Joy Griffin, PTK President Elizabeth Griffin’s mother, was one of several family members with children who have Trisomy 21 who attended the Tea 21 Party. “It’s really encouraging to see people understand the uniqueness that individuals with Down Syndrome bring to the table,” Mrs. Griffin said. “It is important because there are so many misconceptions about what Down Syndrome is.”

The founder of The East Texas Down Syndrome Group, Lisha Mack, also spoke to the audience about her life as a mother of a child with Down Syndrome.

Mack, whose daughter, Alex spoke at the beginning of the event, is an advocate for individuals with Down Syndrome as well as families that have children with Trisomy 21.

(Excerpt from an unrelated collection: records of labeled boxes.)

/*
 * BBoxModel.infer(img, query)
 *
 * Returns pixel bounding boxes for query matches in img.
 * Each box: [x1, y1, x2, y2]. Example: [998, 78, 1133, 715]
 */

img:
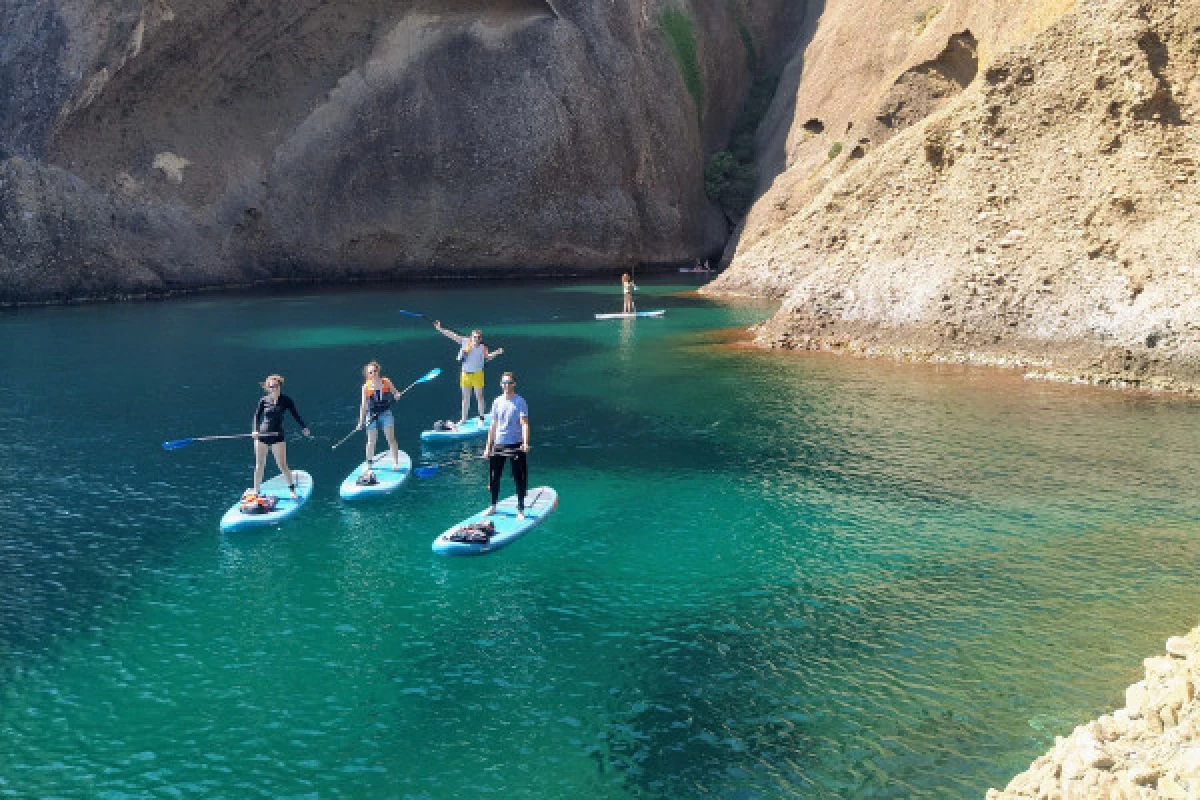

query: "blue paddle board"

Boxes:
[338, 450, 413, 500]
[221, 469, 312, 530]
[421, 414, 492, 441]
[433, 486, 558, 555]
[596, 308, 667, 319]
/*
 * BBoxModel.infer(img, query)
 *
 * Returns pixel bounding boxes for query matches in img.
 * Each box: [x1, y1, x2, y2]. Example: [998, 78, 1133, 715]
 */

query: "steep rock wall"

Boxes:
[713, 0, 1200, 389]
[0, 0, 803, 302]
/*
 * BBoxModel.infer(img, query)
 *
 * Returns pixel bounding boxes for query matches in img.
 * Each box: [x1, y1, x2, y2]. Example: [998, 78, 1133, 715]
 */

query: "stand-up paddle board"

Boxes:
[221, 469, 312, 530]
[421, 414, 492, 441]
[433, 486, 558, 555]
[338, 450, 413, 500]
[596, 308, 667, 319]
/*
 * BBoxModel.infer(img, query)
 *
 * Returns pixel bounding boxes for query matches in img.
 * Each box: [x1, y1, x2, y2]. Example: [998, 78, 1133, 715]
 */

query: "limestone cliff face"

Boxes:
[713, 0, 1200, 389]
[0, 0, 803, 302]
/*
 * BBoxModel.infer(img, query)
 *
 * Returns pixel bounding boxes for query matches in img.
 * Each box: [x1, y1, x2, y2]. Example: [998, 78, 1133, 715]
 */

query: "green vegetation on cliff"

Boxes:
[704, 72, 779, 219]
[659, 8, 704, 120]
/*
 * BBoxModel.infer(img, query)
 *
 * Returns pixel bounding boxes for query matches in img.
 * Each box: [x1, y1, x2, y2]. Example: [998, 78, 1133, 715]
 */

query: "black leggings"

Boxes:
[487, 445, 529, 511]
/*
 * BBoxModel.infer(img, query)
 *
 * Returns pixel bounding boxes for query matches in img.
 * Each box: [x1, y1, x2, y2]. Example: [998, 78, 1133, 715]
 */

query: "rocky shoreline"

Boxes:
[986, 627, 1200, 800]
[718, 316, 1200, 395]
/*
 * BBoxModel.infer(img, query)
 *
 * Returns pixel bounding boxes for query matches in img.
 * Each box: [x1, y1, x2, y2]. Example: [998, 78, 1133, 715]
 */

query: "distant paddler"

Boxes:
[433, 320, 504, 425]
[484, 372, 529, 519]
[620, 272, 637, 314]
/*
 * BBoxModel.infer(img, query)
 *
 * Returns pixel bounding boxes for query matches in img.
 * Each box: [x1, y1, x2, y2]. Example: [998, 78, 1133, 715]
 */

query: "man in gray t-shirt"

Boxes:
[484, 372, 529, 519]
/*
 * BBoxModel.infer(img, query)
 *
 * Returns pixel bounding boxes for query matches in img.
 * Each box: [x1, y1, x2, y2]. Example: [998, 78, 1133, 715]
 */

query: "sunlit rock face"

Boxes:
[708, 0, 1200, 390]
[0, 0, 804, 302]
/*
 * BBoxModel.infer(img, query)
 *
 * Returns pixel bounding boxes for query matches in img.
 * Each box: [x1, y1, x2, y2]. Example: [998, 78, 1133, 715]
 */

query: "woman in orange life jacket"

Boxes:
[433, 319, 504, 425]
[252, 375, 308, 499]
[358, 361, 400, 480]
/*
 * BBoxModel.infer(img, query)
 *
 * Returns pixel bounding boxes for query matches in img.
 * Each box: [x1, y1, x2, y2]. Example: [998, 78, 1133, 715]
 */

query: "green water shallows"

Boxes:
[0, 282, 1200, 799]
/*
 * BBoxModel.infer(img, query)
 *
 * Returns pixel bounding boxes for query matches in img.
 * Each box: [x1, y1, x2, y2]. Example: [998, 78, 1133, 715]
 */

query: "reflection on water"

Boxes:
[0, 284, 1200, 798]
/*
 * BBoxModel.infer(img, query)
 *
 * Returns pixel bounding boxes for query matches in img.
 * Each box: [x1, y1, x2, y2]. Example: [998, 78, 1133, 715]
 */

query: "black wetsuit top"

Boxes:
[254, 395, 308, 440]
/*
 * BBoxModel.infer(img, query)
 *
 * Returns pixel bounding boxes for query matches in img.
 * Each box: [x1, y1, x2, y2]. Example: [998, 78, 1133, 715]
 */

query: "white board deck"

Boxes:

The East Texas Down Syndrome Group is active with about 200 families involved. The group provides financial support to families with members that have the condition as well as emotional support as they need it.

Mack shared some of her personal experiences with her daughter and the joy her child has brought into her life. “There was a time when myself and my husband would’ve taken away that Down Syndrome,” she said.

Since the birth of her daughter, however, Mack said her perspective and appreciation for what those individuals can offer to the world has changed. “Our kids can reach people that others can’t,” said Mack. “There is such a beautiful uniqueness about them.”